La pluie, qui tombait sans discontinuer depuis le début de l’après-midi, soudain cessa.
Mais le voisinage était devenu plus sombre qu’auparavant, et les nuages lourds étaient si bas qu’ils semblaient reposer sur l’auvent de la maison.  Tout à coup dans le couloir une voix forte se fit entendre ; je sortis donc voir et sur la terre noire de l’entrée[2] se dressait un lieutenant artilleur étrange.

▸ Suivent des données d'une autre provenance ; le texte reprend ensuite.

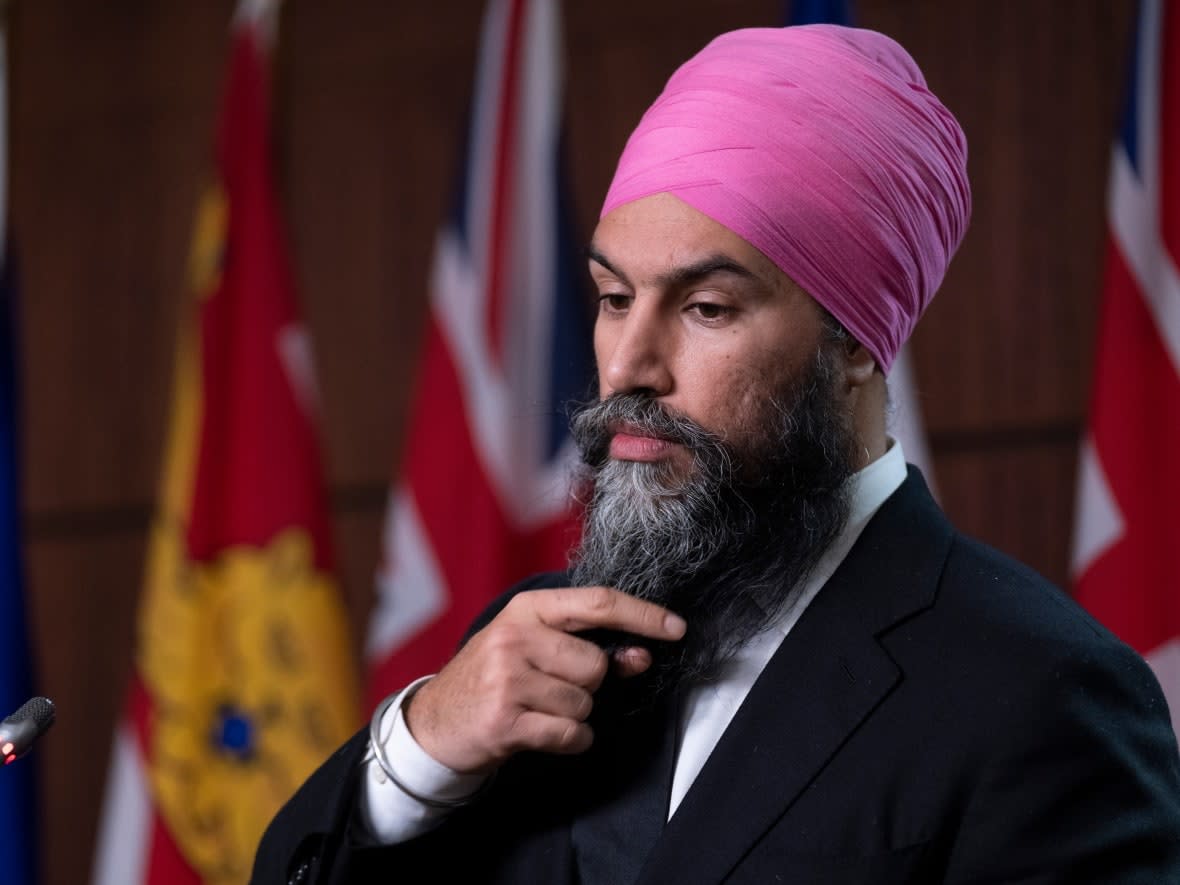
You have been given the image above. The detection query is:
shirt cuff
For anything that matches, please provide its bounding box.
[360,676,490,845]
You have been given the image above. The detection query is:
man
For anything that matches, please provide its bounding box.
[255,26,1180,885]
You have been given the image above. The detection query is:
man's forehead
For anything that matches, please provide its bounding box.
[586,194,787,289]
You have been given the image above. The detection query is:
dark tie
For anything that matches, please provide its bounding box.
[570,701,679,885]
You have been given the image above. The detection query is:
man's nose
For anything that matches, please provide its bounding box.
[603,304,673,396]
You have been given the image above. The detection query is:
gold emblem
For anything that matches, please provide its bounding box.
[139,524,356,885]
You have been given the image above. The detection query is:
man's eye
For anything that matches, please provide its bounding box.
[688,301,733,320]
[598,291,631,313]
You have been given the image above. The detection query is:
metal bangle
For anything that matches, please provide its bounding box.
[361,680,494,811]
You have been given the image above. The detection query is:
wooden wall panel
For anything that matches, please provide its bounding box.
[4,0,1134,885]
[23,526,145,885]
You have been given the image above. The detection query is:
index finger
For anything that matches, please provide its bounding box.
[536,586,688,640]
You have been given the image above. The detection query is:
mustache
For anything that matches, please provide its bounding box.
[570,393,725,467]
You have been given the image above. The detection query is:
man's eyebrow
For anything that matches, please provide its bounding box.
[586,243,762,288]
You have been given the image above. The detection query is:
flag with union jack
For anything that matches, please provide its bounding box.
[1073,0,1180,725]
[367,0,590,703]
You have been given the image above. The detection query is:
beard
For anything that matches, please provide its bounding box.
[571,347,857,696]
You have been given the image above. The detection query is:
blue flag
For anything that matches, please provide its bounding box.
[0,244,37,885]
[787,0,852,25]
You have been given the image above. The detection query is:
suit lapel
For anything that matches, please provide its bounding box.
[640,468,952,885]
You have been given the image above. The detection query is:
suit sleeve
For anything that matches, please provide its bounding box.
[946,636,1180,885]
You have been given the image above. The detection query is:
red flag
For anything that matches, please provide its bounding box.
[1074,0,1180,725]
[94,4,358,885]
[368,0,590,702]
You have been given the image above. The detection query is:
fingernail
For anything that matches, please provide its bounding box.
[664,612,688,640]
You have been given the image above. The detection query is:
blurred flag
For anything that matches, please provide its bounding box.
[787,0,937,494]
[0,11,38,885]
[1073,0,1180,728]
[367,0,590,702]
[94,1,359,885]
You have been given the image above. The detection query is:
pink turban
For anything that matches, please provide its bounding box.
[602,25,971,372]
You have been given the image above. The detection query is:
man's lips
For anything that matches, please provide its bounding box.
[610,427,677,461]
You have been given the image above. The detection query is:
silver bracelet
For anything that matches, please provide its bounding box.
[361,686,496,809]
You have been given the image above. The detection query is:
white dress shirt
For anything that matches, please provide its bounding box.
[360,440,905,845]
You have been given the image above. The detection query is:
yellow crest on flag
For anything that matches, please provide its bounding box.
[140,524,355,885]
[137,188,358,885]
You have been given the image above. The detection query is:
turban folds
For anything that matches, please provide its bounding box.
[602,25,971,372]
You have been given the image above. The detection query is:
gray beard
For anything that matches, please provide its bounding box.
[571,348,856,694]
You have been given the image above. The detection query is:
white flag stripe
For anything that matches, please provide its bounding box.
[365,490,450,660]
[1108,146,1180,374]
[1069,434,1126,575]
[92,723,152,885]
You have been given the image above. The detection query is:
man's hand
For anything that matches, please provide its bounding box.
[406,586,686,772]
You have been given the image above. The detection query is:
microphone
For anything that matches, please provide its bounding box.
[0,697,57,765]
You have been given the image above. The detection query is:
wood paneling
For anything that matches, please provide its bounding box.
[11,0,1134,885]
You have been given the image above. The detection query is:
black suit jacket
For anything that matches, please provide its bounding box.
[254,468,1180,885]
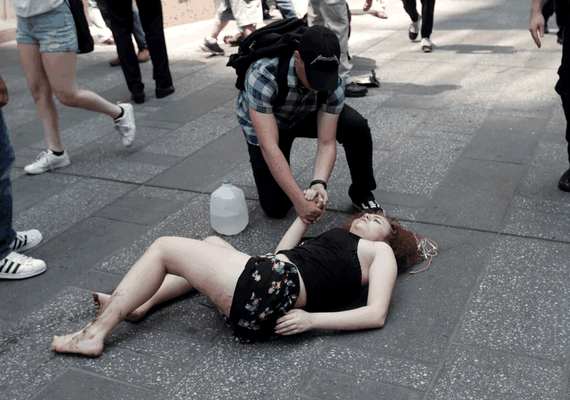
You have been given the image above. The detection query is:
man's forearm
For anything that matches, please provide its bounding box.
[530,0,544,14]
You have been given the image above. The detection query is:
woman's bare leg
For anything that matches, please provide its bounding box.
[52,237,250,357]
[42,52,121,118]
[18,43,63,151]
[93,236,235,322]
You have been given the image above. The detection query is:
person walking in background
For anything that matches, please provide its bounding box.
[529,0,570,192]
[236,25,381,223]
[0,75,46,279]
[14,0,135,174]
[542,0,568,44]
[308,0,368,97]
[88,0,150,67]
[200,0,262,56]
[107,0,174,104]
[87,0,115,45]
[402,0,435,53]
[362,0,388,19]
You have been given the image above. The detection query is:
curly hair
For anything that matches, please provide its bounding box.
[341,211,424,273]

« Le professeur Noda est-il ici ? »
Le lieutenant, en disant cela, inclina la tête.
Puis, il enleva ses bottes et entra dans la maison.
« De quoi peut-il bien s’agir… »
essayai-je de demander. Le visage du lieutenant était jaune, tirant sur le verdâtre, et le pourtour de sa joue brillait comme s’il était humide.
« Mon bateau a été déplacé à Tokyo, je suis donc venu vous voir »
Mais je ne me souvenais pas du visage de ce lieutenant.
« Tokyo a bien changé, hein. Ce quartier surtout a l’air complètement différent. Vous portez-vous toujours bien, Professeur ? »
« Bien merci »
Je répondis de manière évasive. Le lieutenant, dont les mains jaunes bougeaient sans cesse, semblait les promener partout ci et là.
« Je vous remercie encore de votre bienveillance. A dire vrai, je vous ai croisé hier à Kudanzaka[3], c’est pour cela que je suis venu ».
Surpris, je regardais le visage du lieutenant. Hier, je n’étais pas sorti de la journée. Mais, d’entendre parler de Kudanzaka, j’éprouvai un malaise proche de l’effroi.
Le lieutenant me fixait sans fin de son regard froid. Je finis par sentir mon corps se paralyser, et fus pris d’un mauvais pressentiment.
A ce moment, j’entendis d’un endroit lointain une voix chantant une chanson. Mais je ne pus dire s’il s’agissait d’un homme ou d’une femme. Peut-être même que ce n’était pas une chanson, mais plutôt quelqu’un qui pleurait.
Alors l’expression du lieutenant sembla changer progressivement. Son front étroit était devenu blême, et le lustre de ses joues avait disparu comme s’il avait été essuyé.
Soudain je pensai élever la voix et prendre un air terrible, mais ma gorge était sèche et je ne pus ouvrir la bouche.
Quand je m'aperçus combien j'étais effrayé par le bruit terrible de la pluie, j'étais recouvert de sueur du visage jusqu'au cou, comme si on me lavait. Quelque part, on entendait le bruit du clapotis de l'eau qui fuyait par le toit. Le lieutenant n'était plus là. Mais restait le sentiment d'une présence. La silhouette épouvantable du lieutenant se tenant soudain debout devant moi m'apparaît aujourd'hui encore comme si elle était devant mes yeux.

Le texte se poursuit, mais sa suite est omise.